(Daniel Oliveira, in Expresso, 09/05/2015)
O apoio do PS a Sampaio da Nóvoa é uma faca de dois gumes. Se por um lado o põe no campeonato dos grandes, permitindo-lhe vencer o maior dos seus problemas — a falta de notoriedade —, pode transformar-se num abraço do urso. Esse risco foi evidente no lançamento da sua candidatura. A presença de muitos dirigentes socialistas, com alguns ex-ministros de má memória à mistura, quase ofuscou os apoios de três ex-presidentes. O PS é o partido que está à frente nas sondagens e ter o seu apoio não é um pormenor para quem queira vencer.
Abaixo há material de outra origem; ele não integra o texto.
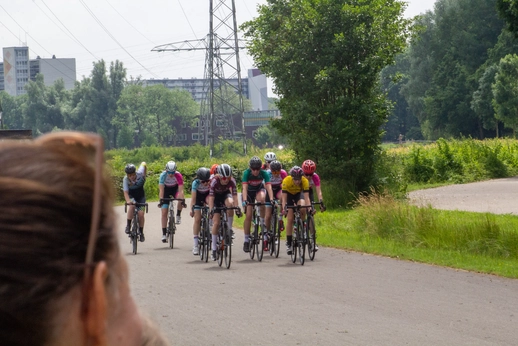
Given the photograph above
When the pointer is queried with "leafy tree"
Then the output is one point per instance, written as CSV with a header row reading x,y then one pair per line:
x,y
268,136
325,57
12,108
508,10
482,100
505,92
400,120
444,62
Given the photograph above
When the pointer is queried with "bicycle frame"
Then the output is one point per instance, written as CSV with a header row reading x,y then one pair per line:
x,y
256,237
171,224
224,245
299,239
205,238
135,224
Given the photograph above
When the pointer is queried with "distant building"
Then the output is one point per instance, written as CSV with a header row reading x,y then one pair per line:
x,y
17,69
195,86
54,69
Mas o confronto entre Alegre e Soares, há dez anos, e o reduzido impacto do envolvimento do PS na candidatura de Alegre, cinco anos depois, obriga a refletir sobre as crescentes limitações dos apoios partidários. O que valia na altura vale agora, depois de tudo o que aconteceu ao país, a dobrar. E a vantagem de Nóvoa, sem percurso institucional e partidário, é vir da sociedade civil. Sem isso, fica com nada.
Sampaio da Nóvoa tem, para quem acompanhou o seu percurso cívico, um discurso coerente sobre a austeridade e a encruzilhada em que o país se encontra. Independentemente dos partidos que o apoiem, isso dá-lhe, ainda mais sem Carvalho da Silva na corrida, a possibilidade de fazer o pleno da esquerda. Muitos analistas dirão que a clareza do seu posicionamento é uma desvantagem para ganhar o centro. Tenho, nos tempos que correm, imensas dúvidas sobre esta aritmética. Parece-me mais relevante conquistar a imensa multidão de desencantados. Para esses e para quase todos, ver um político navegar ao sabor das conveniências é muito pior do que o saber ancorado num lugar distante. Qualquer guinada de Nóvoa para agradar ao PS causaria uma enorme deceção. Incluindo no eleitorado do PS. A julgar pelo cenário macroeconómico dos economistas a quem António Costa delegou a sua estratégia para o país, um governo de bloco central não está afastado. Imagine-se um candidato com as características de Nóvoa amarrado a um PS acabado de assinar um acordo com o PSD.
A máquina do PS pode dar muito jeito, mas se ficar escravo dela, Nóvoa acabará por ter de abandonar a postura cívica que o tornou tão respeitado. Pelo contrário, se não se enredar no jogo partidário, Nóvoa pode vencer contra um Rui Rio de perfil autoritário.
A velha AD
Gostamos de imaginar que, na política, as coisas acontecem por decisões racionais. Mas muitas vezes resultam de pequenas falhas ou acasos. Não sei se a referência, na já de si inútil biografia de Passos Coelho, a um SMS de Paulo Portas, com dois anos, foi pensada. Mas estas farpas revelam um estado de espírito. Era ainda novo, mas, precoce que fui no meu interesse pela política, lembro-me bem da AD. Não faço ideia se Sá Carneiro e Freitas morriam de amores um pelo outro. Sei que aquilo transpirava confiança e todos pareciam sentir-se bem na sua pele. É o oposto que se passa nesta coligação, burocraticamente assinada, como quem faz, contrariado, um negócio inevitável. A política também vive da alma das coisas e esta coisa não tem alma nenhuma. E isso conta nas campanhas e nos resultados. Estes episódios não comprometem vitórias. Apenas cheiram a derrota.